Source | www.rbl.net |  NORM SMALLWOOD | DAVE ULRICH | ALAN TODD

Key Takeaways:

  • Traditionally, benchmarking has served as the primary way for organizations to diagnose and prioritize initiatives.
  • The Organization Guidance System (OGS) utilizes technology and data to move beyond benchmarking into a more predictive way to handle initiatives.
  • OGS has all of the benefits of benchmarking and it also provides guidance about what we should do.

ruly innovative ideas disrupt our thinking and how we do business. The Organization Guidance System (OGS), a new technology platform, co-sponsored by The RBL Group and CorpU is such a disruption. It goes beyond benchmarking the best practices of other companies as the primary way to improve organization and people practices to technology-enabled guidance to tell us which initiatives will have the most impact on our business results.

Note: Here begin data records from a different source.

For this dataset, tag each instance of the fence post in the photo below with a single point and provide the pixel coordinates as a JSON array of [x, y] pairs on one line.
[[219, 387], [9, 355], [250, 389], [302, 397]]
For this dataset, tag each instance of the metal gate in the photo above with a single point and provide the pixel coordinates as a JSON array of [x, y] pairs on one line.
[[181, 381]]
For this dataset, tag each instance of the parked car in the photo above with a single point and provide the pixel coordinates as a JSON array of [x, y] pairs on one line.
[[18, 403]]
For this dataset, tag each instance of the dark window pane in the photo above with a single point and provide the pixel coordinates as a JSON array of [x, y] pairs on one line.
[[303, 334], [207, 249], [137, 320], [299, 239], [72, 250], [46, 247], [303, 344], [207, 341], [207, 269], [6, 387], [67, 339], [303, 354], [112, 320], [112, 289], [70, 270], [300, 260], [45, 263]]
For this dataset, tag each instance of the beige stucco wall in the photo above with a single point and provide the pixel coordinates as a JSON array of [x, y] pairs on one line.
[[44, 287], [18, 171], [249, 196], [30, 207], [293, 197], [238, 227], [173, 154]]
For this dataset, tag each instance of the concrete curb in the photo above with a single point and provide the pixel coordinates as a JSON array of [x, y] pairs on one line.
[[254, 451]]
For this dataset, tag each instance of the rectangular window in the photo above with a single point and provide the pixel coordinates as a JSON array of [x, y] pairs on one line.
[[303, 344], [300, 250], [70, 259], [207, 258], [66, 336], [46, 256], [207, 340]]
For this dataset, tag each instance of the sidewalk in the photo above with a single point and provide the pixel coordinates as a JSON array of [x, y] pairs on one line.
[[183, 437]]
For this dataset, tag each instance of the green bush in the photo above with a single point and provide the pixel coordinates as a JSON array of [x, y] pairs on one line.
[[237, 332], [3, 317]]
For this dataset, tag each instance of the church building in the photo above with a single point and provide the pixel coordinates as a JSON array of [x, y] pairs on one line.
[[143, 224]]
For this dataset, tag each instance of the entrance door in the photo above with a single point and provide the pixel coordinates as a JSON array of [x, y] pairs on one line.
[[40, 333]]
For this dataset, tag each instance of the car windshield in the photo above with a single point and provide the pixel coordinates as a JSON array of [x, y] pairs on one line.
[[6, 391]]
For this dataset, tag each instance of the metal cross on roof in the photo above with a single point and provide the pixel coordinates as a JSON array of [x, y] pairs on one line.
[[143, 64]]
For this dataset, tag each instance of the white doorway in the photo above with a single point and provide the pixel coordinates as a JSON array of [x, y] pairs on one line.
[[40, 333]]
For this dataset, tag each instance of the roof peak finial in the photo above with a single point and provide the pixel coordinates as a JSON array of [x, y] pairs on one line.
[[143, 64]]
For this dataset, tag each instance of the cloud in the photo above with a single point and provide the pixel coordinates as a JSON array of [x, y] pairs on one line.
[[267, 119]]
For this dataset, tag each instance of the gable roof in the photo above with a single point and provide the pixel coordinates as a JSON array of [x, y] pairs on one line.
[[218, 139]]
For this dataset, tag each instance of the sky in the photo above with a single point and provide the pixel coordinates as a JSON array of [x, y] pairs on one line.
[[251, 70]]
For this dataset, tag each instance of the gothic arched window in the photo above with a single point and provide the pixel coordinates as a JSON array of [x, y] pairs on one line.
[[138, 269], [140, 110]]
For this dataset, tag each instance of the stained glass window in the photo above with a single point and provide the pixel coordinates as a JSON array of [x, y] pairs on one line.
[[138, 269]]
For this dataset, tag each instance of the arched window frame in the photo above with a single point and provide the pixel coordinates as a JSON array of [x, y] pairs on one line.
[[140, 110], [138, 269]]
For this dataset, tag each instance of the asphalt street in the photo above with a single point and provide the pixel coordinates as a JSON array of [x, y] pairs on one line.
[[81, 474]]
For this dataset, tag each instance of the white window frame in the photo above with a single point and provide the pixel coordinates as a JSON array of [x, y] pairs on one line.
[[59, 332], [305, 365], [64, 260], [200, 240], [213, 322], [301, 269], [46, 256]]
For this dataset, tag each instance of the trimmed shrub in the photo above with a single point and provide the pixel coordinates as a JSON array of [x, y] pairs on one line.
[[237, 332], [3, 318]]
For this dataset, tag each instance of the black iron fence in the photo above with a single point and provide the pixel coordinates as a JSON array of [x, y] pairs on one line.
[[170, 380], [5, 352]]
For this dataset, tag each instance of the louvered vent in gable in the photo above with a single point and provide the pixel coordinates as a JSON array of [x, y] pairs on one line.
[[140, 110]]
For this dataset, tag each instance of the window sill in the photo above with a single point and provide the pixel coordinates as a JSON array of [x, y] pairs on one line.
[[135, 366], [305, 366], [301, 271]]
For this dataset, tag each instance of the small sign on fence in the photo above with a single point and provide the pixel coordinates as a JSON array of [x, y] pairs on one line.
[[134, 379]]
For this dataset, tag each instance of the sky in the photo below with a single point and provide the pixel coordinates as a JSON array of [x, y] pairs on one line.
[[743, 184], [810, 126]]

This is both exciting and scary. It’s scary because most of us have grown up with benchmarking as the primary way to diagnose and prioritize initiatives. Benchmarking is a consulting company and professional expert orthodoxy. It’s hard to imagine a shift away from large databases filled with benchmarks—comparative information about what companies, industries, and geographies are doing in specific practices to another option. It’s also exciting because it opens up options for impact that go well beyond benchmarking. It is an enormous shift and, if you are willing to adopt, provides a huge advantage to you as a professional in human capital. The advantage is that it enables you to focus on what drives results vs. copying what others are doing that might impact your results.

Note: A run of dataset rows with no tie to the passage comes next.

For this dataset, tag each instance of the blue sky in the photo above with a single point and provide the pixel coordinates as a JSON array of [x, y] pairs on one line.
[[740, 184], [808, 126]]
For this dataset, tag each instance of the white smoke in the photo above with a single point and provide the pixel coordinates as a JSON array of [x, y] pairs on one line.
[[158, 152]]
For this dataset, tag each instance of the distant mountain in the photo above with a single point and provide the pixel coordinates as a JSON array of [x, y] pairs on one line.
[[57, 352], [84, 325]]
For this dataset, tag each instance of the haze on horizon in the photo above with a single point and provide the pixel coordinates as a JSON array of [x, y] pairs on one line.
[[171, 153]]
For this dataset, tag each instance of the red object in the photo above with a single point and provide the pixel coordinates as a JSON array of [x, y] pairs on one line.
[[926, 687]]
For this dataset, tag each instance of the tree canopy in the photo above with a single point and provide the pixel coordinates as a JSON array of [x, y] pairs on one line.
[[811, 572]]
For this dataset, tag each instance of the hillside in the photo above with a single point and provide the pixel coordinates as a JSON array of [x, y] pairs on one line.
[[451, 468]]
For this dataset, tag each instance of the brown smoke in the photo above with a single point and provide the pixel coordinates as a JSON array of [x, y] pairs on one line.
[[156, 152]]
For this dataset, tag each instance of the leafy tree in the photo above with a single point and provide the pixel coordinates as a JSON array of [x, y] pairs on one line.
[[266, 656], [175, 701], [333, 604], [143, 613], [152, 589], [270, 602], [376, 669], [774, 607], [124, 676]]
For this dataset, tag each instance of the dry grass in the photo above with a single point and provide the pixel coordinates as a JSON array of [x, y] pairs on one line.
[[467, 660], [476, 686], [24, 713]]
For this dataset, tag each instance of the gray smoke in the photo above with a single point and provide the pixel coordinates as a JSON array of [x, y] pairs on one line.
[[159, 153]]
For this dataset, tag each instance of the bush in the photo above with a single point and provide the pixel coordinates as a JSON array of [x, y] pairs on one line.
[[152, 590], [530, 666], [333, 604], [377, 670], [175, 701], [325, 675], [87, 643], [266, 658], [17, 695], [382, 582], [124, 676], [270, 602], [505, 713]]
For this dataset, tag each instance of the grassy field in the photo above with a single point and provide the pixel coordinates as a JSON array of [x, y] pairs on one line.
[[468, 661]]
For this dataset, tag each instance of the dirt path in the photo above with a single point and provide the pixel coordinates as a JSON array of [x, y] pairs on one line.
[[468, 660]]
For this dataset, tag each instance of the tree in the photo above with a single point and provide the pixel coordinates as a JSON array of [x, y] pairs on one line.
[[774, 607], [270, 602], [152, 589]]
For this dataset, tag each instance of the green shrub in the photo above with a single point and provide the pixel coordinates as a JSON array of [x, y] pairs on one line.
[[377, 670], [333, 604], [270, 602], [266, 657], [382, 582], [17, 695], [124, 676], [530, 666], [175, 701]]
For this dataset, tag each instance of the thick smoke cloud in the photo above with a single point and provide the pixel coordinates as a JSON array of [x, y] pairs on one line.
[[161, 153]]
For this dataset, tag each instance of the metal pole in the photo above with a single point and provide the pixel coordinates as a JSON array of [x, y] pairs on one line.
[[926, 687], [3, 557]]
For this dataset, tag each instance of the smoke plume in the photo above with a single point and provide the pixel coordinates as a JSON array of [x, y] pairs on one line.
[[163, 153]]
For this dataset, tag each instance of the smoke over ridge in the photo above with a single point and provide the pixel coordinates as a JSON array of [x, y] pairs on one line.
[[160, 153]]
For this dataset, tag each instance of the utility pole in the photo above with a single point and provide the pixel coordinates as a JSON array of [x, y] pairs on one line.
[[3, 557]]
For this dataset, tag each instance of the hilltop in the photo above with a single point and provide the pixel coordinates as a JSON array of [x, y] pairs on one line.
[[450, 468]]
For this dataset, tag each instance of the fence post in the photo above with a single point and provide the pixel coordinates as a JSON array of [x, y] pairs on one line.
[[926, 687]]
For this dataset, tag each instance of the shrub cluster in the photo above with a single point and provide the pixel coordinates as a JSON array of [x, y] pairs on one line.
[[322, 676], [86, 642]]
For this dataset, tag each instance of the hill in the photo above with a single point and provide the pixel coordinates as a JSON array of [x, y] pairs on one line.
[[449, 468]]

Benchmarking Best Practices: Comparing ourselves to others for Insights

Think of all of the initiatives you have underway today—improving efficiencies, increasing agility, shifting to digital, improving leadership development, and so on. When we benchmark, we choose one of these practices of interest and compare ourselves to other companies to find “best practices.” For example, we can benchmark the leaders in our organization to leaders in other companies. At RBL, we have conducted leadership audits for the last twenty years and provided benchmark data to our clients, see example:

Benchmark ABC Organization Leadership Scores to RBL Global Norms
Leadership Capability A
How well we do it?
(1 low to 10 high)
B
Global Norms
(percentile)
1.
Clarify business case for leadership: We have a clear business rationale for why leadership matters for business success.
6 55%
2.
Define what effective leaders know and do: We have a definitive leadership competency model that defines the knowledge, skills, and behaviors of leaders that will deliver strategy (leadership profile, standards, expectations).
4 30%
3.
Assess leaders: We have a rigorous assessment of the quality of individual leaders and of our overall leadership group (leadership pipeline).
8 90%
4.
Invest in leaders: We appropriately invest in ways to develop leaders throughout the organization through training, development experiences, non-work experiences, coaching, and so forth (individual development plan, leadership academy, career development).
5 40%
5.
Measure impact of leaders: We make sure we measure the impact of leaders’ personal competencies and leadership organization investments on key outcomes that matter to monitor leadership impact (Moneyball).
4 60%
6.
Ensure reputation: We make sure that leadership reputation shows up with internal (employee) and external (customer, investor, community) stakeholders (intangibles, leadership capital index).
8 90%

The leadership audit has 6 components based on our best-selling book—Leadership Brand: 1. Business case for leadership; 2. Define what effective leaders know and do; and so on. Column A shows the average score for those filling out the survey in our organization. Column B shows how our scores compare to the global norm in each of the 6 components. Based on our benchmark data there are two options for finding insights and then taking action. Either we fix weaknesses or we build on our strengths.